Portal vein embolization (PVE) with gelatin sponge and cyanoacrylate is a well-established approach to divert portal flow from one side of the liver to the future liver remnant (FLR) to prepare the liver for extended resections.1 When more than 70% of the liver has to be removed, most often due to extensive tumor load, PVE can help to prepare the small FLR to tolerate the hemodynamic stress of the portomesenteric blood flow and metabolic requirements of the organism and increase the liver volume of the FLR by up to 50%.2,3

This process of conditioning the FLR usually takes about 6 weeks but is not successful in all patients. In some patients, the FLR fails to grow in volume, or cancer progression during the waiting period makes the planned resection impossible. Overall, up to 27% of patients fail to achieve resectability using this strategy, even in the most experienced centers.4 Due to its unreliability and the necessary waiting period, PVE is not a popular option at some centers. Randomized studies have not been able to consistently prove an outcome advantage for all patients, but some subgroups, such as those with cirrhosis undergoing extensive resections, have had improved outcomes over extended resections without preconditioning.5

In 2012, associating liver partition and portal vein ligation for staged hepatectomy (ALPPS), a surgical procedure, was proposed to replace interventional PVE.6 In ALPPS, the portal vein is ligated but not embolized, and the liver parenchyma is transected to separate the deportalized liver and the FLR.7 ALPPS both accelerates the time the liver takes to hypertrophy and increases the amount of liver volume achieved when compared to PVE.8 The novel operation was hailed to increase the resectability of liver tumors and expand the indications for surgical resection.6 Not surprisingly, complications and mortality were higher in a surgical procedure requiring laparotomy instead of a radiologic intervention,9 but in bilobar multifocal liver metastases, which require two surgical procedures for resection anyway, the ALPPS procedure continued to garner support.10

A Scandinavian randomized study recently showed that the complication rate associated with resection of bilobar colorectal liver metastases in a two-stage hepatectomy, using PVE in between, is comparable to that of the two ALPPS stages.11 However, more patients proceed to complete resection with the ALPPS procedure than with PVE.11 In contrast, reports of high complication rates for most other indications for liver resection such as hepatocellular carcinoma and biliary tumors have challenged the potential of ALPPS to replace PVE.12-14 ALPPS remains a second-line intervention behind PVE for all indications for liver resection to increase the function and volume of the FLR except for very extensive colorectal liver metastases.15,16

To maintain the advantages of rapid hypertrophy while reducing the high morbidity and mortality rate of ALPPS, attempts have been made to return to the interventional paradigm. ALPPS reformists proposed interventional embolization of the portal vein instead of ligation (also called hybrid ALPPS),17 as well as interventional transection of the parenchyma using transcutaneous radiofrequency ablation combined with PVE (also called radiofrequency-assisted ALPPS or RALPPS)18 as the first stage of these modified ALPPS procedures. Other authors have proposed a laparoscopic modification of the first stage or even the entire procedure to reduce the complication rate.19 However, it appeared that rapid hypertrophy requires some kind of transection of the parenchyma.
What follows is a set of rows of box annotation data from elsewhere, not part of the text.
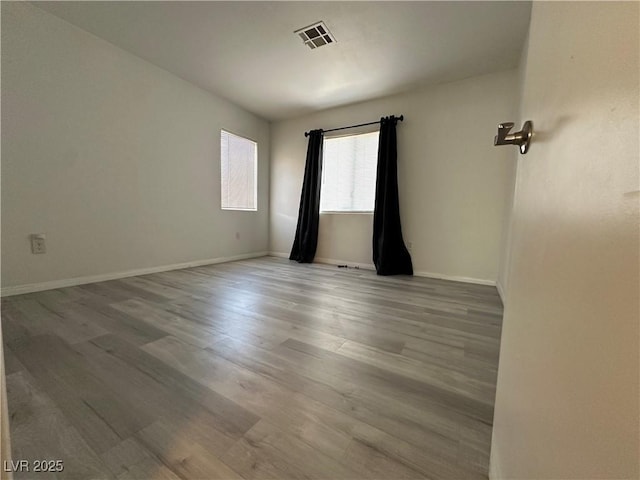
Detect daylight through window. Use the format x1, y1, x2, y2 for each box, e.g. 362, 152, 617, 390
320, 132, 378, 212
220, 130, 258, 210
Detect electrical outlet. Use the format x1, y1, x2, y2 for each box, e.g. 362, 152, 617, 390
31, 233, 47, 254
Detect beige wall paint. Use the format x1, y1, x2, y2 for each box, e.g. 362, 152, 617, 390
270, 71, 517, 282
491, 2, 640, 479
2, 2, 269, 287
496, 35, 529, 303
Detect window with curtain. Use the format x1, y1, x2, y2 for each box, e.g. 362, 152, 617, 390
320, 131, 378, 213
220, 130, 258, 211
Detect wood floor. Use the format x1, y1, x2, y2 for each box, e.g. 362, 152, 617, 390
2, 257, 502, 480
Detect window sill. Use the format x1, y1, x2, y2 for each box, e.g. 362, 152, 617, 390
320, 210, 373, 215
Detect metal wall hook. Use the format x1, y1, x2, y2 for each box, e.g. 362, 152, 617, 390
493, 120, 533, 154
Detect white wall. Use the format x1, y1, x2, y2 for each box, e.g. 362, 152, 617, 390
2, 2, 269, 287
491, 2, 640, 479
270, 71, 517, 282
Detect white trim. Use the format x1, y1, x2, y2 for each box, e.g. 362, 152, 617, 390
496, 279, 507, 306
269, 252, 496, 287
314, 257, 376, 270
269, 252, 376, 270
413, 272, 496, 287
0, 252, 269, 297
489, 437, 504, 480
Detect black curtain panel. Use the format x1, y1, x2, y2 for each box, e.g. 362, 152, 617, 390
289, 130, 324, 263
373, 116, 413, 275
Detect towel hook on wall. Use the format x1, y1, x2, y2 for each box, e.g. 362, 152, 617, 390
493, 120, 533, 155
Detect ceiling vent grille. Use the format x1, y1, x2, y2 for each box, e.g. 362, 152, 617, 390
294, 22, 336, 50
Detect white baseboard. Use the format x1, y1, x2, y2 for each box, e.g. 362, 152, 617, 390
413, 272, 496, 287
496, 280, 507, 307
269, 252, 376, 270
0, 252, 269, 297
269, 252, 496, 287
489, 441, 504, 480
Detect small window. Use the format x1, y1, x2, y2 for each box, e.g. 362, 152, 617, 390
320, 132, 379, 213
220, 130, 258, 211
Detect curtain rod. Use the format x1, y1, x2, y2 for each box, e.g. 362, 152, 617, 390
304, 115, 404, 137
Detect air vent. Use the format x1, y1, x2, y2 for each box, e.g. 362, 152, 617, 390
294, 22, 336, 50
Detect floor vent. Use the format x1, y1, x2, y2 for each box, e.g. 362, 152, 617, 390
294, 22, 336, 50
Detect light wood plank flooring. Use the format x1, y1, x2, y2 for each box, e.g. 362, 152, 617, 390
2, 257, 502, 480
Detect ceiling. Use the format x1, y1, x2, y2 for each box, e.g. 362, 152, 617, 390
33, 1, 531, 120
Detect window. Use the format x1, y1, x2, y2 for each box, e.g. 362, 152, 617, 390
220, 130, 258, 211
320, 132, 379, 212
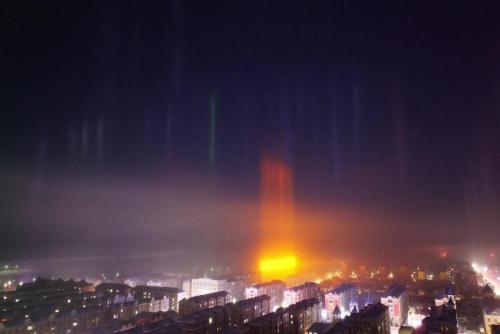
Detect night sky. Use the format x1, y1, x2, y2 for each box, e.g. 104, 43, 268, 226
0, 0, 500, 268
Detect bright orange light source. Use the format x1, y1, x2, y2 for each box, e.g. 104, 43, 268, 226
259, 255, 297, 279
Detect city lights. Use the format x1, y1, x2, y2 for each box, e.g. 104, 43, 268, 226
259, 255, 297, 278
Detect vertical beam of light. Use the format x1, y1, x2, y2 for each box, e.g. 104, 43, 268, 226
259, 157, 297, 280
209, 93, 217, 167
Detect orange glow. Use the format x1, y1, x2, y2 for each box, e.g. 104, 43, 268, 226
259, 157, 297, 280
259, 255, 297, 276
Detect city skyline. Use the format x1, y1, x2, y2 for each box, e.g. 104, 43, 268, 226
0, 1, 500, 269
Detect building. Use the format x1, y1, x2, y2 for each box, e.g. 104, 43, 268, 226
344, 303, 390, 334
483, 302, 500, 334
283, 282, 320, 307
380, 286, 410, 333
324, 284, 359, 321
226, 295, 271, 326
288, 298, 321, 334
133, 285, 184, 312
434, 287, 456, 306
189, 277, 228, 297
417, 305, 458, 334
226, 277, 246, 303
179, 291, 231, 315
245, 299, 320, 334
307, 322, 334, 334
245, 280, 285, 310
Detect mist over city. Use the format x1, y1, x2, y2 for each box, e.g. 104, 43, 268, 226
0, 0, 500, 334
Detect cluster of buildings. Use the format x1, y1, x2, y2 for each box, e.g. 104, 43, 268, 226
0, 260, 500, 334
0, 278, 183, 334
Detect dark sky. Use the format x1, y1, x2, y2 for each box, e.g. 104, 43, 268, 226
0, 0, 500, 266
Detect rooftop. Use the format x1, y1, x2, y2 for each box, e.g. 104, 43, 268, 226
385, 285, 406, 298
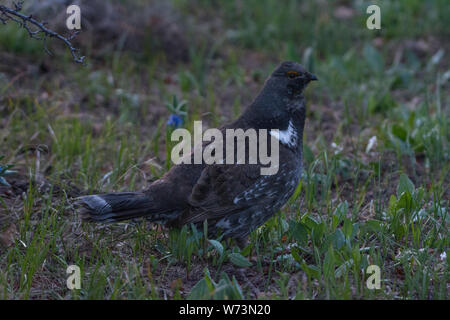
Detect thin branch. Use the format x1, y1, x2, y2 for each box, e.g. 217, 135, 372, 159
0, 1, 85, 63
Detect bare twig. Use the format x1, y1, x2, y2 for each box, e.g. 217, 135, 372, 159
0, 1, 85, 63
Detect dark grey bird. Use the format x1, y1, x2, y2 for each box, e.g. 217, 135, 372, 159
78, 61, 317, 243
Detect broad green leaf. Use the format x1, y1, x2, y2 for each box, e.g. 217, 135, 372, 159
289, 220, 308, 245
208, 240, 223, 255
229, 252, 252, 268
397, 173, 414, 198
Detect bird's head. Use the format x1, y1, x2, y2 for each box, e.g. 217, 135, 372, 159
268, 61, 317, 97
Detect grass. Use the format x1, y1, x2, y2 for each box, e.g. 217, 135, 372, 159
0, 0, 450, 299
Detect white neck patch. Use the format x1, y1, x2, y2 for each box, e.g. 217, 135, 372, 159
269, 120, 298, 148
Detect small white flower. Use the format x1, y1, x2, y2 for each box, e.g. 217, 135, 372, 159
331, 142, 344, 154
366, 136, 377, 153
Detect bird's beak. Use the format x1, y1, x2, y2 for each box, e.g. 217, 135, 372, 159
308, 73, 319, 81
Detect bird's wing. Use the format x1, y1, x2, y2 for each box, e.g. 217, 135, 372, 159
183, 164, 282, 224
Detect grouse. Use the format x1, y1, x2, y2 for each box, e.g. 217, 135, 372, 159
77, 61, 317, 243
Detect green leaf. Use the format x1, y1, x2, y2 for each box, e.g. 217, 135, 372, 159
392, 124, 408, 142
229, 252, 252, 268
342, 218, 353, 239
289, 220, 308, 245
323, 246, 335, 278
331, 229, 345, 250
397, 173, 414, 198
208, 240, 223, 255
363, 44, 384, 73
187, 279, 210, 300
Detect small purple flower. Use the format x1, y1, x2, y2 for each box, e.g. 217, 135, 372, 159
167, 113, 183, 128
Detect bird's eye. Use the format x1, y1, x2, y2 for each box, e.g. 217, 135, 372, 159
286, 71, 300, 79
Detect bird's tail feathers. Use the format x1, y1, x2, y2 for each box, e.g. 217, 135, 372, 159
76, 192, 152, 222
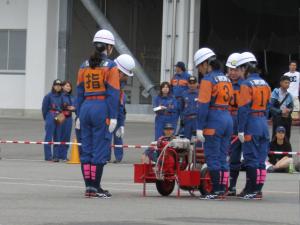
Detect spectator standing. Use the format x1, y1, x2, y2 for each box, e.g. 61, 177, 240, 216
153, 82, 179, 141
59, 81, 75, 161
270, 75, 293, 140
284, 61, 300, 119
267, 126, 293, 172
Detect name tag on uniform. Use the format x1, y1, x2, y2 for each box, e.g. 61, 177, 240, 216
216, 76, 230, 82
250, 80, 267, 86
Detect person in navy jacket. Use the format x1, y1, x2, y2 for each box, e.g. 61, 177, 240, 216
59, 81, 75, 161
42, 79, 62, 162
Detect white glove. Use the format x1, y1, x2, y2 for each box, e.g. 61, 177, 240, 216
238, 132, 245, 143
197, 130, 205, 142
108, 119, 117, 133
116, 126, 125, 138
75, 117, 80, 130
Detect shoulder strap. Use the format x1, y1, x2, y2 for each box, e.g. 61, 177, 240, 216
278, 93, 289, 108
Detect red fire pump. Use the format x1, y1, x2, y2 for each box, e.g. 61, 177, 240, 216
134, 136, 212, 196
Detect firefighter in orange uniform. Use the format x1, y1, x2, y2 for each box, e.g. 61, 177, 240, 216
194, 48, 233, 200
236, 52, 271, 199
77, 30, 120, 198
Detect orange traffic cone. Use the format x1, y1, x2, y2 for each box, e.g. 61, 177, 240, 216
68, 138, 80, 164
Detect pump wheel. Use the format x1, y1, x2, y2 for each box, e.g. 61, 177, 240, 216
156, 180, 175, 196
199, 167, 212, 195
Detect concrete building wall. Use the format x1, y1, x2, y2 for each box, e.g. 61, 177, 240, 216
0, 0, 28, 109
0, 0, 59, 115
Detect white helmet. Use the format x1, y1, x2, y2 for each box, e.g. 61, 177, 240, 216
93, 29, 115, 45
226, 53, 240, 69
236, 52, 257, 67
194, 48, 216, 66
114, 54, 135, 77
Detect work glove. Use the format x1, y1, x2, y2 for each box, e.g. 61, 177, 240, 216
75, 117, 80, 130
197, 130, 205, 142
116, 126, 125, 138
238, 132, 245, 143
108, 119, 117, 133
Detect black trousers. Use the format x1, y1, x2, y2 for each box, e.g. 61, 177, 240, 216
272, 116, 292, 140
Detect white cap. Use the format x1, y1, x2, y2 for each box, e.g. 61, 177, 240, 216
114, 54, 135, 77
93, 29, 115, 45
194, 48, 216, 66
226, 53, 240, 69
236, 52, 257, 67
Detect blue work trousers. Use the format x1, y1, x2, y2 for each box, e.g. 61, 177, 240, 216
44, 112, 62, 160
79, 99, 112, 165
204, 110, 232, 171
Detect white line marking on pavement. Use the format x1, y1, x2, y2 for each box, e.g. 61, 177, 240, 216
0, 181, 156, 193
0, 177, 299, 195
0, 177, 139, 186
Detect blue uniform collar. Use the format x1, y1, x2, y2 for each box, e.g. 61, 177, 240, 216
188, 88, 198, 93
247, 73, 260, 78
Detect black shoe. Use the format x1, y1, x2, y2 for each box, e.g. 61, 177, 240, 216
96, 187, 112, 198
236, 189, 247, 198
200, 194, 225, 201
226, 187, 236, 196
243, 192, 262, 200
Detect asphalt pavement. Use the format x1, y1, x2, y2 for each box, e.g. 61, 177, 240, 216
0, 118, 300, 225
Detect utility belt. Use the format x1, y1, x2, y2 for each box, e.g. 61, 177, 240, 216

Our group recently showed that after portal vein ligation (PVL) in pigs, extensive collaterals develop within 1 week between the deportalized liver and the liver supplied by the portal vein, whereas these collaterals are abrogated by transection of the parenchyma.20 These collaterals draw portal vein blood from the side supplied by the portal vein to the deportalized side and thereby steal hepatotrophic factors in portal vein blood from the FLR that is supplied with portal vein blood. This phenomenon of portal vein steal after PVL was first described in experiments by Rous and Larimore in 1929, who observed that after PVL in rabbits, certain areas of the deportalized liver that received portal vein blood from small collaterals, which had developed from the side supplied by the portal vein over time, did not atrophy but kept their size and vitality.21 Since then, the literature has documented that collaterals to the deportalized liver weaken the hypertrophic effect on the side supplied by the portal vein not only in PVL, but also in PVE.22-24


Given the results of animal studies, the question arose as to whether collateralization could be prevented without going to the extreme of parenchymal surgical transection.20 One possible interventional strategy was to avoid collateralization by obstructing hepatic vein outflow from the deportalized side. If there is no venous outflow, there should be resistance to portal vein collateralization and thereby to the stealing of hepatotrophic factors.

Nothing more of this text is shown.